Bug #61220 NDBD Shutdown time lag prevent successful restart
Submitted: 18 May 2011 23:24 Modified: 22 Jun 2011 11:37
Reporter: Mike Reid Email Updates:
Status: No Feedback Impact on me:
None 
Category:MySQL Cluster: Cluster (NDB) storage engine Severity:S3 (Non-critical)
Version:7.1.12 OS:Linux (Ubuntu 10.10)
Assigned to: CPU Architecture:Any
Tags: cluster, MySQL, restart

[18 May 2011 23:24] Mike Reid
Description:
[MgmtSrvr] WARNING  -- Failure handling of node X has not completed in 1 min - state = 6
[MgmtSrvr] WARNING  -- Allocate nodeid (4) failed. Connection from ip x.x.x.x Returned error string "Id X already allocated by another node."

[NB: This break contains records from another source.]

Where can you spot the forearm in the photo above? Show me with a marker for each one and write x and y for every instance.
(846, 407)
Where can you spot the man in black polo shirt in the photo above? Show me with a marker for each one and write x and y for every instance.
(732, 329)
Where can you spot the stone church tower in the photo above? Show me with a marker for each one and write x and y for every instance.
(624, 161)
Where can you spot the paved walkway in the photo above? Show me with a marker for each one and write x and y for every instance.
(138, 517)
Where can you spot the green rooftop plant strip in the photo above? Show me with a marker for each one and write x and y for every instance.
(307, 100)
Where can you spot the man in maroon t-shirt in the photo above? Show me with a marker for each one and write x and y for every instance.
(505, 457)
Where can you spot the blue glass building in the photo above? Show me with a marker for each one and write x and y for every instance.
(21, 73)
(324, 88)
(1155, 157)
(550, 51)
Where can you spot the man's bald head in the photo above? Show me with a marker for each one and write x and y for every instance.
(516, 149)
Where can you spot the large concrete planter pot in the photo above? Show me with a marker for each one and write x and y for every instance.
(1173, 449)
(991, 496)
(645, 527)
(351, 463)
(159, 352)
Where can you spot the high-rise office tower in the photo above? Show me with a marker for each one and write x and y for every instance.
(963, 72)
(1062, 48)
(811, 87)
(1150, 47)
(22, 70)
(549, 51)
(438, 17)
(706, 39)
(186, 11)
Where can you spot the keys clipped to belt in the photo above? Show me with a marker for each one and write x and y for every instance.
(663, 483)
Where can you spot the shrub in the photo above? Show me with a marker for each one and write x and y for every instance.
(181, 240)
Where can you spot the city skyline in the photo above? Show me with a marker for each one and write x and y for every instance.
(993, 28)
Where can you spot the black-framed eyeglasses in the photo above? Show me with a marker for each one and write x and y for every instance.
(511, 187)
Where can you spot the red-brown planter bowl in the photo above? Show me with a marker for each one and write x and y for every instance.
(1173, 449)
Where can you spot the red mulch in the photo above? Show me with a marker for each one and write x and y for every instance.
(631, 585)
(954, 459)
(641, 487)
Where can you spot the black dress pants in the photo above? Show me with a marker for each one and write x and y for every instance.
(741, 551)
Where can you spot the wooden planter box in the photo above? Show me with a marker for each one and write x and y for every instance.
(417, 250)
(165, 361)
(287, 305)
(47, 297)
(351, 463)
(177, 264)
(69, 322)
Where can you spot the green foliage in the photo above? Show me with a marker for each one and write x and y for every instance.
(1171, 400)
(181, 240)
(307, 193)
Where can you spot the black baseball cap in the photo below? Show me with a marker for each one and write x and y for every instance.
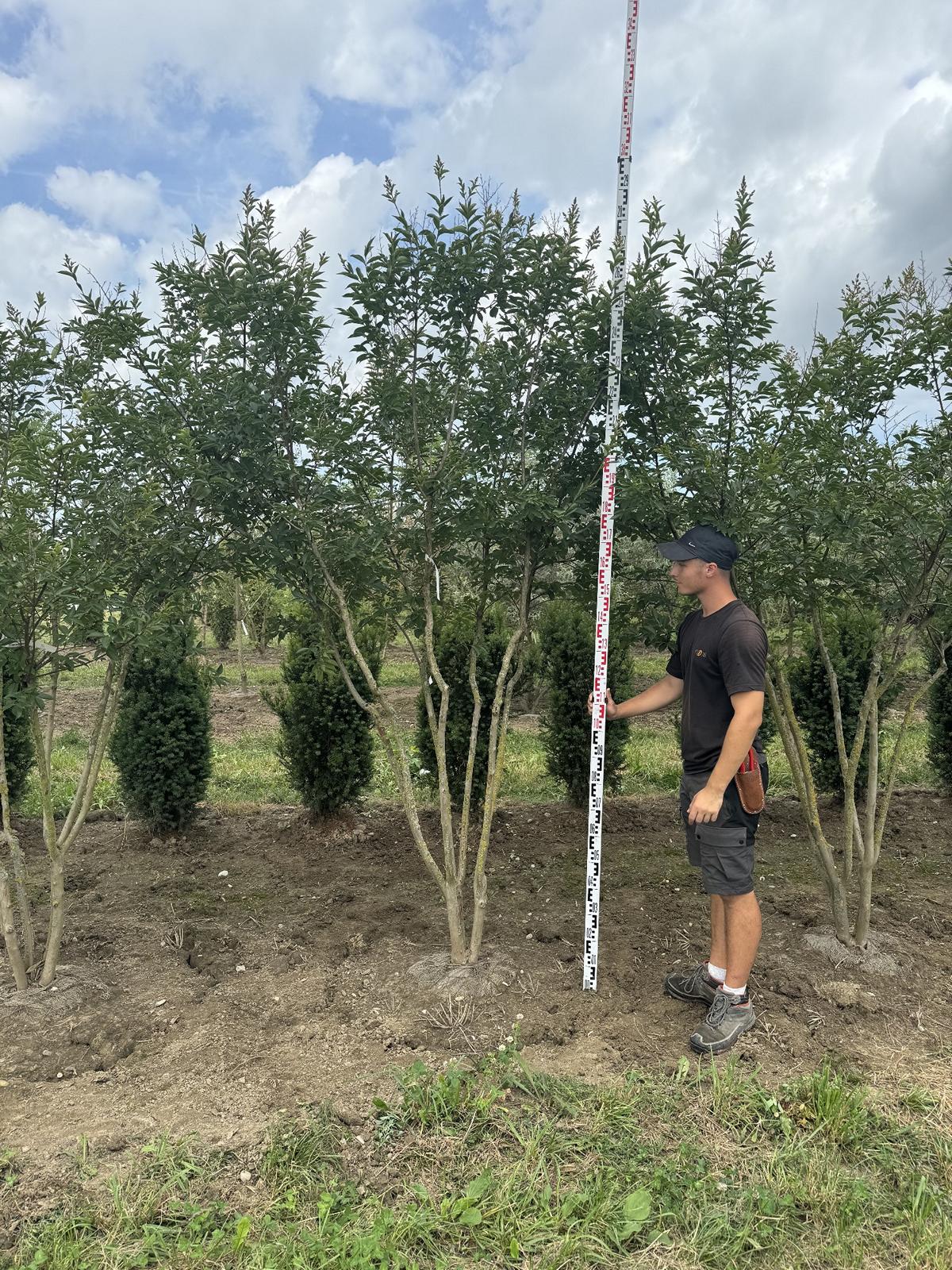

"It seems ndbd is not shutting down quickly enough, so when the angel/watchdog process goes to restart it, there's a failure because the node id isn't allocatable yet."

How to repeat:
Try performing a rolling restart:

update config.ini, stop ndb_mgmd using ndb_mgm> <id> STOP , then restart the ndb_mgmd -f /path/to/config.ini --reload , then from in ndb_mgm> <id> RESTART  for each ndbd node

Upon issuing: ndb_mgm> <id> RESTART the ndbd/ndbmtd process is never restarted... 

Suggested fix:
Ensure proper handling of RESTART where fixed NodeId is required but not available (yet) ...perhaps waiting and attempting restart again (similar to StopOnError=0, which btw setting this did not seem to affect this particular issue.)
[22 May 2011 11:37] Geert Vanderkelen
First, the rolling restart procedure you are showing is not really correct.
You are stopping the data node, but you should simply:
1) restart ndb_mgmd
2) ndb_mgm> <data_node_id> RESTART

For the allocation failure, can you check the cluster log when the connection to the data node was again 'Opened'? It might take some time, but not long. Maybe upload the cluster log (log made by management node)
[22 Jun 2011 23:00] Bugs System
No feedback was provided for this bug for over a month, so it is
being suspended automatically. If you are able to provide the
information that was originally requested, please do so and change
the status of the bug back to "Open".